Happy Birthday, alter Helgoland-Cowboy!
Flaschenklimpern, Gelächter, Umarmungen, ein kleines Tänzchen im Wartebereich. Wir sind auf einem der hässlichsten Bahnhöfe des Landes? Nicht möglich. Und unter den wachsamen Augen der Zugbegleiter, Gleisarbeiter, Mülltütenwechsler und Bahnhofsmissionarinnen, die hernach noch mit dem metallenen Klingelbeutel rumgingen, durfte ausnahmsweise auf dem Bahnsteig geraucht, getrunken und gefeiert werden. Die knarzige Mucke aus den vier altmodischen Zwei-Wege-Boxen, die auf die oberen Ecken des Glaskästchens geklebt waren, immer wieder unterbrochen von Lautsprecher-Durchsagen und Bremsenquietschen. Roger Trash macht zwischendurch immer mal wieder Pause, lässt erstmal den ICE nach Basel durch. Oder den sehr langen, laut rumpelnden Güterzug mit Luxuskarossen, der das benachbarte Gleis quert.
(Foto: Hacky Wimmer)
Pausen tun gut. Durchschnaufen, konzentrieren, Kräfte sammeln - ein Gig dauert 90 Minuten.

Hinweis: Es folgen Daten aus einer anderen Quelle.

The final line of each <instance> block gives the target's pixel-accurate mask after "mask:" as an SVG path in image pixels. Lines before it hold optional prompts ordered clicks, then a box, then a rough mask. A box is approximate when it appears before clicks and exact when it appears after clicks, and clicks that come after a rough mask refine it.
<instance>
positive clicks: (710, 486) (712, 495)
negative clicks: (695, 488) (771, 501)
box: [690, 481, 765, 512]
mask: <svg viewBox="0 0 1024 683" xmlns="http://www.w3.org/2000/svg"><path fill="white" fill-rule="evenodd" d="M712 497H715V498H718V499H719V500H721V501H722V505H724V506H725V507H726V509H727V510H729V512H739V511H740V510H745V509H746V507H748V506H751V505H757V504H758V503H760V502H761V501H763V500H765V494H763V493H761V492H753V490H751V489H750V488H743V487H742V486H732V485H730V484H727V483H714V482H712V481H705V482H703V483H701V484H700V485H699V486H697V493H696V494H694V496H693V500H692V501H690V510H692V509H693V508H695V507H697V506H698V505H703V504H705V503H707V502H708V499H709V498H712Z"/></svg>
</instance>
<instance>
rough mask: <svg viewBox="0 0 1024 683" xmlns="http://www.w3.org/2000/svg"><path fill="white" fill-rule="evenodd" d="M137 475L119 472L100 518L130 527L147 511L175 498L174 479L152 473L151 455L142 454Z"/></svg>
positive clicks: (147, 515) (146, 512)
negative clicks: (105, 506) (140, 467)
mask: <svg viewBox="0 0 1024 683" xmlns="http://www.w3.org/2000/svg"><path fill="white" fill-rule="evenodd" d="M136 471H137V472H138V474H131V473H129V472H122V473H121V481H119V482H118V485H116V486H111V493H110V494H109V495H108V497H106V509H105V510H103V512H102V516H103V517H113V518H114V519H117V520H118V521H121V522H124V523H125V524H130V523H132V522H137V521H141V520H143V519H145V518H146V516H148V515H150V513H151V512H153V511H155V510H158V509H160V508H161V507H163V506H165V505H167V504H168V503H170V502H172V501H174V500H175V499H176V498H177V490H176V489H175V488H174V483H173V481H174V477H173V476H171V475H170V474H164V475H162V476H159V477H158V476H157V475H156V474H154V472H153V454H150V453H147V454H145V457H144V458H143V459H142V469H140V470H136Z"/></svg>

Doch der Durchhalter steht seinen Mann, wenn er auch zumeist nur sitzt. Auf der kargen Holzbank, in Ermangelung eines Barhockers. Doch auch sitzen ist ja eine Haltung, zudem eine dem feinen Midtempo-Set mit Songs der letzten beiden Trash-Alben „ferngeliebt“ und „Liebe & Desaster“ angemessene. Schöner Auftakt für Sozialpalast 2010. Und offenbar beste Rahmenbedingungen für ein kleines Wunder: Der ICE 514 nach Hamburg-Altona über Osnabrück und Bremen kam pünktlich.
(Text aus der Online-Ausgabe der Westfälischen Nachrichten vom 30.Mai 2010: Thomas Ottensmann)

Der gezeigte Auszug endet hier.